Main methods: The effect of aclidinium on urine and electrolyte excretion, renal function and voiding cystometry was analysed in conscious water-loaded Wistar rats (10-1000 μg/kg, s.c.), anaesthetised Beagle dogs (1000 μg/kg, i.v.) and anaesthetised guinea pigs (3-100μg/kg, intratracheally), respectively. Aclidinium plasma levels were determined in an independent study. Active comparators were tiotropium (all studies) and ipratropium (cystometry only).

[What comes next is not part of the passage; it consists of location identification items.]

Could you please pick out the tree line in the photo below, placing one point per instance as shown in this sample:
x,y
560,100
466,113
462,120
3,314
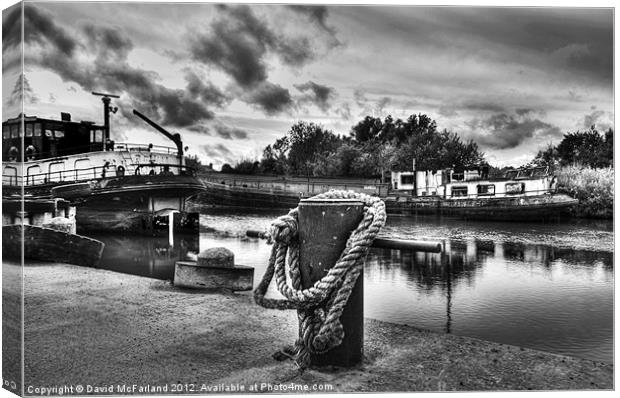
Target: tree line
x,y
373,148
581,148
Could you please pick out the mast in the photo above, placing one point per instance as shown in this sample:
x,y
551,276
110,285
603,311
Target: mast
x,y
176,137
106,114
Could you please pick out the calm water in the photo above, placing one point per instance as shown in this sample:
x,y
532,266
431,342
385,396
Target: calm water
x,y
542,286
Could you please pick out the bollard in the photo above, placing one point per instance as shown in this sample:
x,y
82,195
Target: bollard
x,y
324,227
214,269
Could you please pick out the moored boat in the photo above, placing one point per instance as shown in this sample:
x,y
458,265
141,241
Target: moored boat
x,y
524,194
527,194
79,162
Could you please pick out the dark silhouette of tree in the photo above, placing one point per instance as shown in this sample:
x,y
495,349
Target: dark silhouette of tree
x,y
588,148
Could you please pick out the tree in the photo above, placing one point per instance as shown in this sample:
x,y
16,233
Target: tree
x,y
192,161
588,148
547,157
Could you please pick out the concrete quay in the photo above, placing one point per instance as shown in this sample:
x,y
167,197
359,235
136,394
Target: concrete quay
x,y
97,328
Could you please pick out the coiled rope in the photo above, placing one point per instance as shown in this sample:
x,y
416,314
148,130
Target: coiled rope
x,y
320,306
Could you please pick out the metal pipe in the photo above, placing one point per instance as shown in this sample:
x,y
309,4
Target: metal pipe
x,y
381,243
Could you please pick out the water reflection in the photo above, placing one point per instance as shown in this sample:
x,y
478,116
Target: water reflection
x,y
490,283
153,257
537,296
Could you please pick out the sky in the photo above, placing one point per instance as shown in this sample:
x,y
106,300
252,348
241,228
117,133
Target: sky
x,y
233,78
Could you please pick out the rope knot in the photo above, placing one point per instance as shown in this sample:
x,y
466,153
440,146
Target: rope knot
x,y
320,306
284,229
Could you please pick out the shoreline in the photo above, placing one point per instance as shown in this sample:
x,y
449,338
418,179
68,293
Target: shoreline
x,y
96,327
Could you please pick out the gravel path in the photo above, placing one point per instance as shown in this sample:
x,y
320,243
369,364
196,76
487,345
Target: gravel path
x,y
92,327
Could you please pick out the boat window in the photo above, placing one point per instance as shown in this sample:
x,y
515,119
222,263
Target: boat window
x,y
32,170
486,189
511,174
406,180
56,171
83,169
515,188
9,175
459,191
96,136
33,175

Key findings: Aclidinium 1000 μg/kg had no effect on urine excretion in rats, in contrast to tiotropium 100 μg/kg which significantly decreased this parameter (p<0.05). Aclidinium 1000 μg/kg also had no effect on renal function in Beagle dogs. In guinea pigs, aclidinium 3-100 μg/kg had no effect on urinary bladder function, whereas tiotropium and ipratropium 100 μg/kg decreased the peak micturition pressure (p<0.05), increased the volume of urine retained in the bladder (p<0.01) and showed a trend to decrease the volume of urine excreted.
Significance: Aclidinium had no significant effect on urinary and renal function in the animal models studied. These results, together with the rapid plasma clearance of aclidinium reported previously, suggest a lower propensity to induce urinary retention in humans than tiotropium and ipratropium.